Cavusoglu äußerte sich in der "Bild-Zeitung" tief frustriert über die Beziehungen zur EU. Die Türkei habe sich wie kaum ein anderes Land angestrengt, alle Bedingungen für einen EU-Beitritt zu erfüllen: "Aber das, was wir jetzt von Teilen der EU erleben, sind ausschließlich Drohungen, Beleidigungen und eine totale Blockade." So werde kritisiert, dass die Türkei die im Flüchtlingsabkommen festgelegte EU-Unterstützung von drei Milliarden Euro einfordere. Dabei sei das Geld nicht für die Türkei, sondern für die Flüchtlinge bestimmt. "Aber von der EU hören wir nur: Wir sind die Chefs und so wird es gemacht.
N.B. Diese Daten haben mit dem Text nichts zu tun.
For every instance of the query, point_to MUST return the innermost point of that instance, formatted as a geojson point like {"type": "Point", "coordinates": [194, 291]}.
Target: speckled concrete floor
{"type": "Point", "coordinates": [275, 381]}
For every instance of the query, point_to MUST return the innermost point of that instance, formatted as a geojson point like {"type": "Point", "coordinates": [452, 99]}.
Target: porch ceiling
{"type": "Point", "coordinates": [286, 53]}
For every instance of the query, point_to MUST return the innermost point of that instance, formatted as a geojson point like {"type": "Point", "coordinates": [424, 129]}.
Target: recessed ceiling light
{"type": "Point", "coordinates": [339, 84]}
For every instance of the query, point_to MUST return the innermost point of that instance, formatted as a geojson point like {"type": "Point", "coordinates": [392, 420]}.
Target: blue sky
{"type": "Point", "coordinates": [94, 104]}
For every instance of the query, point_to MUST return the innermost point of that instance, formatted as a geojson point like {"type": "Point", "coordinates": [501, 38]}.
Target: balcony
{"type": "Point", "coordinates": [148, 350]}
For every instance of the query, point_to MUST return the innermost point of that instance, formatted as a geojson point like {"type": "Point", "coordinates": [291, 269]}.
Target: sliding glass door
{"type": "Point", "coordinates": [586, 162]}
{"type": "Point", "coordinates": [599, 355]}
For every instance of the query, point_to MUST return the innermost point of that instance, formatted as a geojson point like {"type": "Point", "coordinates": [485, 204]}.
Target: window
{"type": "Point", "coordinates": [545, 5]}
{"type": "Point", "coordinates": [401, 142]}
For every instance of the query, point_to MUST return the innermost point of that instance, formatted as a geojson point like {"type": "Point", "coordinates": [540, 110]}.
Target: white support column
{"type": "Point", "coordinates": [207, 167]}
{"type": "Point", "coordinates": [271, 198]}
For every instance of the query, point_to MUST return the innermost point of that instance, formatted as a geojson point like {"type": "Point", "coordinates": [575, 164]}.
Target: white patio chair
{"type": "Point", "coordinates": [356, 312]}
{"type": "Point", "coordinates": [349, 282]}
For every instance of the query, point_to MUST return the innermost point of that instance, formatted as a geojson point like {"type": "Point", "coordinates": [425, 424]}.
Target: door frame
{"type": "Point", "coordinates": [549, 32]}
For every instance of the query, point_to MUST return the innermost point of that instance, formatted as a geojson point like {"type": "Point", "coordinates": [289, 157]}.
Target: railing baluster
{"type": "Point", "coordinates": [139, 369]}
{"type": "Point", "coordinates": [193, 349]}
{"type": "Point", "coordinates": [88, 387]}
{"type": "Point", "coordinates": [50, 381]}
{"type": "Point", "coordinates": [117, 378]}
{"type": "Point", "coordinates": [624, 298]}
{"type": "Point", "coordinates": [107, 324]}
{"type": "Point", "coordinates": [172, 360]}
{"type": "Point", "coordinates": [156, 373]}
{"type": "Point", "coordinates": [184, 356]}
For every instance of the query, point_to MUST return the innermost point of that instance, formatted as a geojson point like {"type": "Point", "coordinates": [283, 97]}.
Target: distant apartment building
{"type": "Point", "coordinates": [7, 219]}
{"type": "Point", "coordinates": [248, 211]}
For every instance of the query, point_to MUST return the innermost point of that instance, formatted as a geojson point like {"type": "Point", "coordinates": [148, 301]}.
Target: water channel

Putschversuch mit 240 Toten

Nach Lesart der türkischen Regierung ist die Visafreiheit eine Gegenleistung für das Abkommen, mit dem die Migration vor allem aus Syrien und dem Irak nach Europa über die Balkan-Route verringert wurde. Die EU argumentiert dagegen, die Türkei habe noch nicht alle der über 70 Kriterien erfüllt, die Voraussetzung für die Visafreiheit ihrer Bürger in der EU sind. Dabei geht es insbesondere um eine Änderung der Anti-Terrorgesetze in dem Land, die nach Einschätzung der Europäer auch als Mittel gegen politische Kritiker genutzt werden können. Seit dem Putschversuch mit 240 Toten wird in der Türkei zudem über die Wiedereinführung der Todesstrafe debattiert - für die EU würde das voraussichtlich das Ende der Gespräche über einen EU-Beitritt bedeuten. Cavusoglu sagte, er sei persönlich gegen die Todesstrafe, aber es gebe derzeit eine große Emotionalität, die man nicht ignorieren könne: "Das türkische Volk ist traumatisiert." Das würden die Europäer nicht verstehen: "Sie demütigen uns, statt der Türkei zu helfen." Einen Austritt aus der NATO lehnte Cavusoglu ab, sein Land werde aber bei Waffenkäufen auch mit anderen Partnern kooperieren. Seit dem Putschversuch hat die Regierung in Ankara rund 35.000 Menschen verhaftet, rund 17.000 wurden eingesperrt, Zehntausende weitere entlassen. Die Nachrichtenagentur Dogan berichtete, in Istanbul seien drei Gerichte durchsucht worden, dabei habe es Festnahmen gegeben. Gegen 173 Angestellte lägen Haftbefehle vor. Die Aktionen fanden im Justizpalast sowie zwei weiteren Gerichten im europäischen Teil der Metropole statt.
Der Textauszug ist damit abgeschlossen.